McCarthy’s Problem With Matt Gaetz Gets Worse

Gage Skidmore from Peoria, AZ, United States of America, CC BY-SA 2.0 , via Wikimedia Commons

( – In a recent development, GOP Congressman Jim Jordan faced a setback in his bid for House Speaker, with diminishing support from his party following a critique from ex-Speaker Kevin McCarthy who pointed fingers at Representative Matt Gaetz for the unsuccessful attempt.

Jordan secured only 199 affirmations in a repeat voting process that took place on Wednesday, falling short as 22 Republicans opposed him, showing a slight increase in dissent from his initial attempt the previous day. Contrastingly, all 212 Democratic members remained consistent in their support for Minority Leader Hakeem Jeffries.

The tension escalated after supporters of Gaetz were targeted by a fundraising campaign accusing “RINOs” (Republicans in name only) and “radical Democrats” of obstructing Jordan’s path.
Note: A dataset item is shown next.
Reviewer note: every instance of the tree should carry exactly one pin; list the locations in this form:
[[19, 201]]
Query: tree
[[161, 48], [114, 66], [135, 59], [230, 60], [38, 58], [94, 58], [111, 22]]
This came especially after Gaetz had initiated a rare motion leading to McCarthy’s removal from the speakership earlier.

Although Gaetz disassociated himself from the fundraising email, apologizing and attributing it to an oversight by his staff, McCarthy expressed his frustration to CNN’s Manu Raju, highlighting what he perceived as Gaetz’s double standards.

McCarthy attributed the ongoing disarray within the Republican ranks in the House to Gaetz and the group of eight Republicans who supported the motion, holding them responsible for the turmoil. He expressed irritation particularly over Gaetz’s fundraising efforts, which he viewed as an attack on Republicans potentially willing to collaborate with Democrats, while Gaetz himself had engaged in such partnerships.

Asked to elaborate, Gaetz’s office referred Newsweek to the apology he issued on X, the platform previously known as Twitter. In his statement, Gaetz assured that steps would be taken to prevent such incidents and agreed to heed Jordan’s advice against intra-party conflicts during these challenging times.

Notably, among the 22 Republicans who diverged in the second vote was Mike Lawler, who showed support for McCarthy. With the House narrowly divided, the Republican side cannot afford more than four dissenting voices if they are to successfully nominate a speaker.

The failure of the second vote led Speaker Pro Tempore Patrick McHenry to pause proceedings, with expectations of a third vote. Despite dwindling support, a representative for Jordan conveyed his determination to persist in seeking the position.

Concurrently, legislators from both sides of the aisle were contemplating a contingency, enabling McHenry to facilitate the House’s routine activities until a definitive Speaker is elected, given his present role is restricted to supervising the new speaker’s election.